Vertical restraints are agreements or concerted practices that define the relationship between two or more companies that are located at different levels of the supply chain (usually between producers and distributors).
Vertical restrictions are generally established through contracts that specify the form and conditions in which the parties can buy, sell or resell certain goods or services.
An example of these is an agreement between a wood producer and a carpenter.
Economic justification for vertical restraints
The production or sale of goods and services requires the interaction of different companies: input suppliers with manufacturers, distributors with producers, etc.
The objective of the restrictions is to achieve better coordination between companies, reduce transaction costs, guarantee supply, offer services to customers, among other aspects.
Examples of vertical restraints
Some examples of vertical restraints are:
- Payment schemes : Such as, for example, franchise payments, loyalty discounts, quantity discounts or royalties, among others.
- Setting the resale price: Minimum or maximum price, suggested or imposed on the reseller.
- Minimum quantity : A minimum quantity that must be bought or sold is set.

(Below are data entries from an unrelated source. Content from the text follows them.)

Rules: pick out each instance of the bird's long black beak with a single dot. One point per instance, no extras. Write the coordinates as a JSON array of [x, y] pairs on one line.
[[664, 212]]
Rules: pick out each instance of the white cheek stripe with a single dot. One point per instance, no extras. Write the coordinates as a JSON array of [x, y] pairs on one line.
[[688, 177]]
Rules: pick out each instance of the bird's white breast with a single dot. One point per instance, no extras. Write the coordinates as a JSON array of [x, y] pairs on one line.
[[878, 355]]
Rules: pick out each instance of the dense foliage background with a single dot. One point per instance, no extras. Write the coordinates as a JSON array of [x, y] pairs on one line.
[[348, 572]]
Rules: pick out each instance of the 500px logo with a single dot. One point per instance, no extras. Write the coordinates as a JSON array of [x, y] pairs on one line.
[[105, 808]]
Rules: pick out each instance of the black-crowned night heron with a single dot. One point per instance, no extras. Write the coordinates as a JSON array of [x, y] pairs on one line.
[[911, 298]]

- Exclusive distribution: The distributor only works with one supplier or brand.
- Exclusive territories : The distributor operates only in a certain territory with no other competitors.
- Tied purchases : The distributor is obliged to buy a set of products from the producer.

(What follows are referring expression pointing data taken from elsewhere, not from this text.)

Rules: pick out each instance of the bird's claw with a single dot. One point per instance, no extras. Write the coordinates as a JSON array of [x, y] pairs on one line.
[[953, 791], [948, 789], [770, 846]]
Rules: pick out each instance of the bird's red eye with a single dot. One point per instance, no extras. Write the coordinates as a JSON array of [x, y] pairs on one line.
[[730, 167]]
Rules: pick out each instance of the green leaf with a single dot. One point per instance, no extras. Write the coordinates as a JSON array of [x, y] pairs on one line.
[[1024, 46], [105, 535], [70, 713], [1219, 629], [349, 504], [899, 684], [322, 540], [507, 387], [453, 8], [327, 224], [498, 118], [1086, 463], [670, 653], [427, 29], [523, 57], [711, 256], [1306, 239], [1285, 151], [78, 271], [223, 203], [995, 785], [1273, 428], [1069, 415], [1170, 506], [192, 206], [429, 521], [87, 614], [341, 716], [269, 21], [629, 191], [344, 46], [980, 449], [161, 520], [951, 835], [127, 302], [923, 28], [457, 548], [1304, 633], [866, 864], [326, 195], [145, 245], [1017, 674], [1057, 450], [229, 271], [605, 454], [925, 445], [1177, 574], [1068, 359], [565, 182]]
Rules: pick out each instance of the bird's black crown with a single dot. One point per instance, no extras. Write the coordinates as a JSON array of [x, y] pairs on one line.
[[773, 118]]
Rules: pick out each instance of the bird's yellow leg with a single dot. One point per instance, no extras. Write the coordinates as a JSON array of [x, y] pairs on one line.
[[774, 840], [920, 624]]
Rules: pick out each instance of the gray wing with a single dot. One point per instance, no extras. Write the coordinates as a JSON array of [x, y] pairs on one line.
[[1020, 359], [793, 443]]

Problems that can be solved through vertical restraints
Some problems that can be solved with vertical restraints are:
- Double marginalization : When both the producer and the distributor have market power, both will impose a margin which will cause the price to be above the optimum. Thus, sales are reduced too much due to the high price.

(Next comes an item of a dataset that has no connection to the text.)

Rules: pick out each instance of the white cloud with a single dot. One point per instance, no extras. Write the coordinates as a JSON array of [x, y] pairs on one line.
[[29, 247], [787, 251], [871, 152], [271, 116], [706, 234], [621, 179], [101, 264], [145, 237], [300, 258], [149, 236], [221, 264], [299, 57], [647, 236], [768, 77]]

- Free Rider : Some distributors take advantage of the sales effort made by others. They let others deliver the services and they cut prices to stay with customers.
- Risk aversion : Leaving all transaction risk to the seller or distributor can reduce your incentives to participate in a market.
Competitive risks of vertical restraints
Some vertical restraints may raise concern for competition authorities because they tend to limit competition. However, the analysis must be done on a case-by-case basis since, as we have seen, vertical restrictions generate efficiencies that must be contrasted with potential competitive risks.